"Le motif de base de la résistance était l'indignation. Nous vétérans des mouvements de résistance et des forces combattantes de la France libre, nous appelons les jeunes générations à faire vivre, transmettre, l'héritage de la résistance et ses idéaux. Nous leur disons : prenez le relais, indignez-vous ! Les responsables politiques, économiques, intellectuels et l'ensemble de la société ne doivent pas démissionner, ni se laisser impressionner par l'actuelle dictature des marchés financiers qui menacent la paix et la démocratie.

Je vous souhaite à tous, à chacun d'entre vous d'avoir votre motif d'indignation. C'est précieux."

Stéphane Hessel

dimanche 3 septembre 2017

L’enfer du miracle allemand


Macron se désole que les Français refusent les réformes, que ce pays est irréformable. Mais les réformes pour les réformes cela n’a aucun sens. Si réformer c’est aller vers toujours plus de précarités et d’inégalités alors je dis « NON ! » et je me range dans le lot de ceux, dénommés par le très talentueux et clairvoyant journaliste de droite Eric Brunet, « les abrutis ». 

Ces abrutis, qui se vautreraient, selon le fantasme libéral, « dans le socialisme bolivarien le plus frustre en ayant pris l'argent du pétrole aux actionnaires milliardaires afin de tenter d'éradiquer la pauvreté qui rongeaient le Venezuela (1) ». Ces abrutis qui refusent « toujours plus de déréglementation, de flexibilité chez les salariés, de stock option et de dividendes pour le CAC 40, de privatisation de services publics […] solutions de ceux qui savent. (1) » car bien évidement « ceci n'a hélas jamais été fait, nulle part, ni en France, ni ailleurs.
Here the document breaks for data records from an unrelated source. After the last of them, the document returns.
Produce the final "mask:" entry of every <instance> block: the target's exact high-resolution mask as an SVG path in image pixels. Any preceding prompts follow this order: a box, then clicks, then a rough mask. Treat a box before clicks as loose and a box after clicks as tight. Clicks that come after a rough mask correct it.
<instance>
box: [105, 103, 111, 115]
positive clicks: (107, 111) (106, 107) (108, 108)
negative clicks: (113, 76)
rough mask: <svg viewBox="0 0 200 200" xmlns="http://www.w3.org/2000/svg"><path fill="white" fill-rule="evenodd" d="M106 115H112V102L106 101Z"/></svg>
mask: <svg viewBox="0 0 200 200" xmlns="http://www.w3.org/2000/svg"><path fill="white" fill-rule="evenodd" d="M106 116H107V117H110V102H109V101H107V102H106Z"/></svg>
Mais vraiment jamais jamais ! Et les abrutis que nous sommes ne comprennent pas que si nous le faisions, si nous appliquions ces brillantes solutions libérales, la vie serait à chaque minute du jour et de la nuit une danse du bonheur sous l'abondance du ruissellement. (1) »

Nous sommes vraiment des abrutis de refuser un tel bonheur et il n’y a qu’à demander aux allemands ce qu’ils pensent de ces réformes qu’ils subissent, depuis 12 ans via les lois Hartz, pour se convaincre que nous sommes vraiment des abrutis pour refuser le paradis du modèle économique allemand. Ah, le paradis du modèle économique allemand basé sur les travailleurs pauvres et le retour au travail des retraités ! Que du bonheur ! Avoir du boulot et vivre pauvre tel est le miracle allemand. Près de 1 million de retraités allemands sont aujourd’hui contraints de travailler faute de pension suffisante. Ah ce modèle inégalable vanté par nos chroniqueurs télé de tous poils pourvoyeurs de la lobotomie générale pour le compte du MEDEF et de ses valets En Marche.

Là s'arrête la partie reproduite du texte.